Não obstante porém toda essa modéstia e humildade transiuzia-lhe, mesmo a despeito dela, no olhar, na linguagem e nas maneiras, certa dignidade e orgulho nativo, proveniente talvez da consciência de sua superioridade, e ela sem o querer sobressaía entre as outras, bela e donosa, pela correção e nobreza dos traços fisionômicos e por certa distinção nos gestos e ademanes. Ninguém diria que era uma escrava, que trabalhava entre as companheiras, e a tomaria antes por uma senhora moça, que, por desenfado, fiava entre as escravas. Parecia a garça-real, alçando o colo garboso e altaneiro, entre uma chusma de pássaros vulgares.
As outras escravas a contemplavam todas com certo interesse e comiseração, porque de todas era querida, menos de Rosa, que lhe tinha inveja e aversão mortal.

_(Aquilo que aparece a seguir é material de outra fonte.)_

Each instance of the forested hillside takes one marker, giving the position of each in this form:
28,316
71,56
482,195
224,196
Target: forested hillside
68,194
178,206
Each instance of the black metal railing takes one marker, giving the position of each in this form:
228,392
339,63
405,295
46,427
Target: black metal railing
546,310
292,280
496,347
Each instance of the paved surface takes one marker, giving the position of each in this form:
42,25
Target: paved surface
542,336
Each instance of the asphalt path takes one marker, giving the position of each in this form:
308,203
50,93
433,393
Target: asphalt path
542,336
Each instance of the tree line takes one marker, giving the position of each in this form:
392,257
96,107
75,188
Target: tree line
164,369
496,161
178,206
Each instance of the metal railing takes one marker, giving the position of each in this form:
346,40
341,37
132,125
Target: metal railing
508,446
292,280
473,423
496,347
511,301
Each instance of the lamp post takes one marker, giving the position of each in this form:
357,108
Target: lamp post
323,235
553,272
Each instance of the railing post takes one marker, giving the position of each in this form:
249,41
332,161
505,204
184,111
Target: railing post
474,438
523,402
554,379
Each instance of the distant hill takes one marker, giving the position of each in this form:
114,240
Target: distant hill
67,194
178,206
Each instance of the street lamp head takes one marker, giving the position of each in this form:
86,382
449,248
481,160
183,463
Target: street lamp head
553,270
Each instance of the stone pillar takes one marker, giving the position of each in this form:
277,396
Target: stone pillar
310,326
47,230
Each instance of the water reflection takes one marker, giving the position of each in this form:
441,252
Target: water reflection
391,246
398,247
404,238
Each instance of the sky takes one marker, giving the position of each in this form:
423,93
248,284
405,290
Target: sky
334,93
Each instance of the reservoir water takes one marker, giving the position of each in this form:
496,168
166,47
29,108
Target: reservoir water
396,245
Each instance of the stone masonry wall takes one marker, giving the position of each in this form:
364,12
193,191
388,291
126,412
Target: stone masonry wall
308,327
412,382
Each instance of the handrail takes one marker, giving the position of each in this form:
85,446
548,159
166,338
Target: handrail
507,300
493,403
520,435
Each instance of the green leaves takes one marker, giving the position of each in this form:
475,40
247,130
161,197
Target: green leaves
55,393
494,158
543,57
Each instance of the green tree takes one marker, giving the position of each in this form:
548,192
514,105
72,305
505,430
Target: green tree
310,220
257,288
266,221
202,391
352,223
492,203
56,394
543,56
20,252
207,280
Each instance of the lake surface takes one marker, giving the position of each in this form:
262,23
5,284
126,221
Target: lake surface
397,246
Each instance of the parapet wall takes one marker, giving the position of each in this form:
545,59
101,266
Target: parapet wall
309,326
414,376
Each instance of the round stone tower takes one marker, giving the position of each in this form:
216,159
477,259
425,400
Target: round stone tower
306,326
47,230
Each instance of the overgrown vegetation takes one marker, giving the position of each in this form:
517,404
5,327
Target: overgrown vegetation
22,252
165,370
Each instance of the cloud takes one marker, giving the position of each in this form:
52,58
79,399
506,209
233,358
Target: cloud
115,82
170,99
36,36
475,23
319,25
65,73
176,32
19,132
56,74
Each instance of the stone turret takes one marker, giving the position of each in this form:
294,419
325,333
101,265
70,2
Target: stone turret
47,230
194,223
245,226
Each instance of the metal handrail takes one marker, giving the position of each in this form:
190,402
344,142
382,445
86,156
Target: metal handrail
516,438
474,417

Em duas palavras o leitor ficará inteirado do motivo desta malevolência de Rosa. Não era só pura inveja; havia aí alguma coisa de mais positivo, que convertia essa inveja em ódio mortal. Rosa havia sido de há muito amásia de Leôncio, para quem fora fácil conquista, que não lhe custou nem rogos nem ameaças. Desde que, porém, inclinou-se a Isaura, Rosa ficou inteiramente abandonada e esquecida. A gentil mulatinha sentiu-se cruelmente ferida em seu coração com esse desdém, e como era maligna e vingativa, não podendo vingar-se de seu senhor, jurou descarregar todo o peso de seu rancor sobre a pessoa de sua infeliz rival.
- Um raio que te parta, maldito!
- Má lepra te consuma, coisa ruim!
- Uma cascavel que te morda a língua, cão danado! - Estas e outras pragas vomitavam as escravas resmungando entre si contra o feitor, apenas este voltou-lhes as costas.
O feitor é o ente mais detestado entre os escravos; um carrasco não carrega com tantos ódios. Abominado mais do que o senhor cruel, que o muniu do azorrague desapiedado para açoitá-los e acabrunhá-los de trabalhos.